San Marcos Record, San Marcos, TX

Features

December 12, 2010

Capturing the mind's eye

Judith Nicholls seeks to enhance reality through photography

San Marcos — Judith Nicholls goes to great lengths to notice the things in life most of us might miss.

Whether it’s roadside flowers or a waiter resting on a stool inside a bustling restaurant, her job as a photographer is to make you look: Make you really look.

“I try to bring out what I saw in my mind’s eye when I took the picture. It's about bringing out what struck me at the time as interesting. That means you have to isolate it in a way that brings out the character of it that you want others to experience,” Nicholls said.

The Wimberley-based photographer currently has several of her photos on display at the San Marcos Area Chamber of Commerce, as part of the ongoing  San Marcos Art League exhibition.

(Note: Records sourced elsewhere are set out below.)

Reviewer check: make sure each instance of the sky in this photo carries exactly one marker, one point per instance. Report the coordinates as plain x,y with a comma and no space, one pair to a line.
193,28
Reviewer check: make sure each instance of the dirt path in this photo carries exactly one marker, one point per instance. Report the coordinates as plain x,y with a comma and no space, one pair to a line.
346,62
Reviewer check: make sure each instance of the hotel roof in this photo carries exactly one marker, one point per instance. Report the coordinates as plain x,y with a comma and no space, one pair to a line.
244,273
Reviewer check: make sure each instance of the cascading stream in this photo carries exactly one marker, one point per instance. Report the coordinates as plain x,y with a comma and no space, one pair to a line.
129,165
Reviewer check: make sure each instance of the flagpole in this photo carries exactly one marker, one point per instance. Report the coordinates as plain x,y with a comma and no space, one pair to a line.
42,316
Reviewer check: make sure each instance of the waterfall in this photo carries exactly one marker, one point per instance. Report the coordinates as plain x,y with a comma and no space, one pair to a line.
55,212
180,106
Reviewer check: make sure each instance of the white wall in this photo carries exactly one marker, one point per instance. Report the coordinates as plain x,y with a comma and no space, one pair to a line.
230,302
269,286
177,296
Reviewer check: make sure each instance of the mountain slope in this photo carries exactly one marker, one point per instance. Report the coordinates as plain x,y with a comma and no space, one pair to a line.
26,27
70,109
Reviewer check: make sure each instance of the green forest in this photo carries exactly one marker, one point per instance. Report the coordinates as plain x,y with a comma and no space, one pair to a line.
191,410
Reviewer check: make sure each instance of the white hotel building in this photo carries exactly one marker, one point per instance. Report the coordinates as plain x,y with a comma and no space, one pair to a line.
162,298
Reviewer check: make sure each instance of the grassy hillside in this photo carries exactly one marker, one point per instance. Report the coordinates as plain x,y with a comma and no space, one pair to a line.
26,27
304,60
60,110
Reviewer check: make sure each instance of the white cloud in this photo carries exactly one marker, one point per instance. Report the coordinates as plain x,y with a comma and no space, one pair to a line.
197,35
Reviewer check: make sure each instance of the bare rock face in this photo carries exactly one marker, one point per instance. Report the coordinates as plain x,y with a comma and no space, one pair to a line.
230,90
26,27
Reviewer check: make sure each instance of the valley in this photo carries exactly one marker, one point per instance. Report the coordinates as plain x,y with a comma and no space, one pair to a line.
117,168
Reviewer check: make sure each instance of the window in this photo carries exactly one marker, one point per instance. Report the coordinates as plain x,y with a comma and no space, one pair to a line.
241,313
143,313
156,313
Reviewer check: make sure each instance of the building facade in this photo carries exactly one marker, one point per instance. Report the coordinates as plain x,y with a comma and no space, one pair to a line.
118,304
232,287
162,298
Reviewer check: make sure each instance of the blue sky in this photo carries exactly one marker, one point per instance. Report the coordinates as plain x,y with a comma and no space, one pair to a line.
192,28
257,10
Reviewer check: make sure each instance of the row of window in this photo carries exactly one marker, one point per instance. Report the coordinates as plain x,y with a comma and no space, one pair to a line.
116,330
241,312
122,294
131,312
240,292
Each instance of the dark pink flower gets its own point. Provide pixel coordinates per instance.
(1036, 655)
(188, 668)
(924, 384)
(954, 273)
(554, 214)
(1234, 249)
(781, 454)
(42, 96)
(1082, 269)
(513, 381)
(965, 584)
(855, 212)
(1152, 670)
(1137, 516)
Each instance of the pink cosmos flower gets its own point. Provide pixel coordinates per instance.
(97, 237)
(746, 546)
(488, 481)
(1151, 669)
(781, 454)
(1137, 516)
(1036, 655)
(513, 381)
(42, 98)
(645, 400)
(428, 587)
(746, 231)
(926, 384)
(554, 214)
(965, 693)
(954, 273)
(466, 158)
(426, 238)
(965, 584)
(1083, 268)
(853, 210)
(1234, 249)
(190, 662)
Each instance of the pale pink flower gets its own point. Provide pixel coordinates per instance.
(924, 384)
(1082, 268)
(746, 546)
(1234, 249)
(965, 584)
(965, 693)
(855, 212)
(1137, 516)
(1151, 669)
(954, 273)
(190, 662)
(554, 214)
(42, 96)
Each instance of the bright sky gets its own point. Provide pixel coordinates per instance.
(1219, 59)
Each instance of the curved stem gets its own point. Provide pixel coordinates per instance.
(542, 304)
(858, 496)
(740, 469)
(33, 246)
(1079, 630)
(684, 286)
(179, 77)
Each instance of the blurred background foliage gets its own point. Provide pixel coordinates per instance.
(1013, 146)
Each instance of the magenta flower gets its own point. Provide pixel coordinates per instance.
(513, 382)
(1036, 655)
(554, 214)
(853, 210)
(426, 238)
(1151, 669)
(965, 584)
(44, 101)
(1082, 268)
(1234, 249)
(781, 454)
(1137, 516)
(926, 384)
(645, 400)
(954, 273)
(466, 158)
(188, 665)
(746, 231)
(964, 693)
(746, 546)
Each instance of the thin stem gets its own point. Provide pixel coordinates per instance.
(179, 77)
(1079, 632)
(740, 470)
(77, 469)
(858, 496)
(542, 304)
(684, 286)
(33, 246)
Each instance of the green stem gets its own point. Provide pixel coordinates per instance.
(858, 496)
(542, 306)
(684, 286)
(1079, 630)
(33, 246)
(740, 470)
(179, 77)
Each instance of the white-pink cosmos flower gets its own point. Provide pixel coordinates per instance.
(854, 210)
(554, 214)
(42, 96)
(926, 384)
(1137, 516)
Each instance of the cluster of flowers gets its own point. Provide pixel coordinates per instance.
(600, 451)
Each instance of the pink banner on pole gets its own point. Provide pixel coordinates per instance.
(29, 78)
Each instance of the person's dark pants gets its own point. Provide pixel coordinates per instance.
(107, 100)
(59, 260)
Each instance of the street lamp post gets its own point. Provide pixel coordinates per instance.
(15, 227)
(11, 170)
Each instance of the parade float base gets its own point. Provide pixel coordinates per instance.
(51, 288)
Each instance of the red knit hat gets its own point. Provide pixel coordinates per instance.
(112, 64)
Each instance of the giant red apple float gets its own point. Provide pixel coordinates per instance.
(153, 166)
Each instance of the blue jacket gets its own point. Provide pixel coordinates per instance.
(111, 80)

A computer physicist by trade— and on a team of experts creating some of the United States’ first websites  — Nicholls stumbled into photography as a hobby after she and her husband started a travel website in 1996.

She took so many pictures going from the Caribbean to Europe to Russia that her husband grumbled at the cost involved with them. But her photos quickly became the main draw to their site.

And what started as a simple hobby slowly grew to much more.

“I had a lot of hobbies. I wasn’t really worried bout being terribly bored when I retired,” Nicholls said. “I didn’t know that photography would become so obsessive for me.”

Nicholls was born and raised on the outskirts Kansas City, MO. She and her family embraced nature and traveling from the beginning, camping in Colorado almost every year.

Though she played piano as a kid, Nicholls’ main interest was science. She finished high school in three years and attended Missouri State College to study both math and science.

“I always saw myself doings something with science. I think I thought of math first, but there were no computers when I was in school. When I thought of math as a career, the only jobs that I thought of were teaching and I didn’t think I wanted to teach... I had a good physics teacher in college and that was when we were putting up rockets (into space) for the first time. A rocket scientist is what I had in mind  at the time.”

After two years at Missouri State,  Nicholls went on to Iowa State University and got married. Her husband got a position at MIT in Boston, so Nicholls transferred to Boston University, where she earned her Bachelor of Arts.

“Then I attended grad school at Brandeis in Waltham, Mass. and did my post doctorate at Harvard,” Nicholls said.

Upon earning a PhD in High Energy Physics, Nicholls eventually remarried her current husband Gil. When he was transferred to the Chicago area, Nicholls went to work for Fermi National Accelerator Laboratory in Batavia, Ill. in computer support for physics. By 1992, she was helping Fermi build some of the first websites in the country.

“The World Wide Web (not the Internet itself, but what we now call the Web) was invented at a similar laboratory in Switzerland to help physicists communicate with each other,” Nicholls said. “The U.S. physics laboratories had the first websites in the United States. So I’ve been involved with building Web pages from the beginning.”

In 1996, Gil and Judith started their own travel agency, and Judith kept up the website. She documented their excursions through her camera, and the photos on top of their websites began to draw more and more people. Nicholls began to recognize her skill as a photographer, all while still working at Fermi Lab.

“I did the website weekends and nights, and we both had a fair amount of vacation through our jobs,” Nicholls said. “We did a lot of the Caribbean because that’s where our customers went. We also went to Thailand and China, and Russia, a huge number of European river cruises, Australia and Central America.”

Her method? Simply documenting everything she saw. That strategy has changed over the years, Nicholls says, as she has fine-tuned her craft.

“A lot of my work on the travel site was very documentary, but now what I like to do is I’ll see something that strikes me and then I want to either make it look like I saw it, or look like I would like to have looked,” Nicholls said. “I frequently process my images on a computer to make them better focus on my intended subject or goal of the photography.”

The two moved to Wimberley in 2006 after retiring and Judith suddenly had no avenue to share her pictures. So she joined the Wimberley Valley Art League — and later the San Marcos Art League and the Hill Country Photography Club — and moved from documentary photography to art photography.

“We moved to Wimberley to be near Gil’s sister. She told me one day ‘you’re a good photographer, why don’t you join the art league?’” Nicholls said. “And people have been very welcoming in this area. The Hill Country really is a great place to grow as an artist.”

She admits she’s still learning. But her philosophy remains challenging the viewer keep looking, experiencing the scenes or moments or points of view that normally get passed by.

“Why do people like to look at my pictures? They see things they didn’t notice, I hope,” Nicholls said.